Inevitably the tools one should use depend on the theorems already available in the course. In particular, if you are already familiar with the structure theory of definable subsets of the reals, then the answer by Chris Eagle is the better path, particularly for $\mathbb{Q}$. I hope that the approaches described below will still be of some interest.
For (b) and (c), the answer is no. One can give very similar justifications. If $\mathbb{Z}$ were definable, so would $\mathbb{N}$. But there is an algorithm for deciding whether a sentence is true in the reals, and there isn't for $\mathbb{N}$. A defining formula for $\mathbb{Z}$ would let us use Tarski's algorithm to decide all number-theoretic questions. Too bad!
For the rationals, the same argument holds, since (not obvious, this is a theorem of Julia Robinson) $\mathbb{Z}$ is a definable subset of $\mathbb{Q}$.
Because $\sin(1)$ is transcendental, the answer to (a) is no. The reason is that the real algebraics are elementarily equivalent to $\mathbb{R}$.
Another approach to (a) is that if $\sin$ were definable, then $\mathbb{Z}$ would be definable, via the roots of $\sin x$.

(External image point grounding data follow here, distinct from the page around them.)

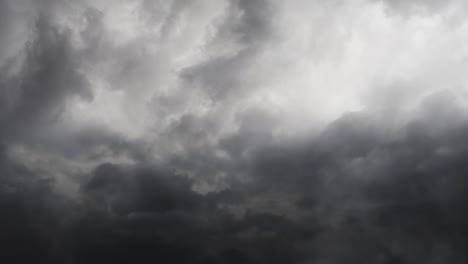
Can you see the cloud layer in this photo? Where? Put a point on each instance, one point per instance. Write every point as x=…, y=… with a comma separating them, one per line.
x=237, y=131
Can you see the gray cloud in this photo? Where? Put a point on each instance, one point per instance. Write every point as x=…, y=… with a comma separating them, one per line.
x=232, y=132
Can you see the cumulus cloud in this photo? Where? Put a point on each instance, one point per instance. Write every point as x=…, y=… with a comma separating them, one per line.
x=233, y=131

Added: We give more or less full detail for the $\sin(1)$ is transcendental approach to a).
$1$) Suppose there is a formula $\phi(x,y)$ that "says" $y=\sin x$. Then the sentence that says there is a (unique) $y$ such that $\phi(1,y)$ is true in the reals.
$2$) The same sentence is then true in the real algebraics. So there is a real algebraic number $b$ such that $\phi(1,b)$ is true in the real algebraics.

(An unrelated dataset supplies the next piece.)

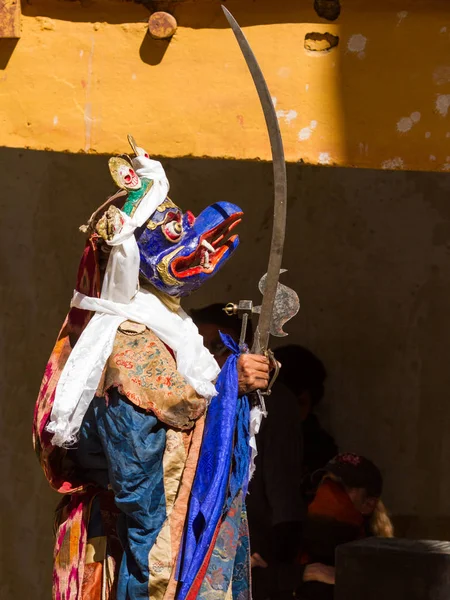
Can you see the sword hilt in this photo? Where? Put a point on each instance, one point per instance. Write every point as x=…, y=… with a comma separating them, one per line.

$3$) Because $b$ is algebraic, we can in principle write down explicit polynomials $P(y)$ and $Q(y)$, not identically equal, with non-negative integer coefficients, such that $P(b)=Q(b)$.
$4$) Thus $\exists y(\phi(1,y)\land (P(y)=Q(y)))$ is true in the real algebraics.
$5$) It follows that the above sentence is true in the reals. But that is not the case, since $\sin(1)$ is transcendental.
Note that the above approach can be used to show many similar things, such as the fact that the relation $y=2^x$ is not definable in the reals. (The number $2^{\sqrt{2}}$ is transcendental.)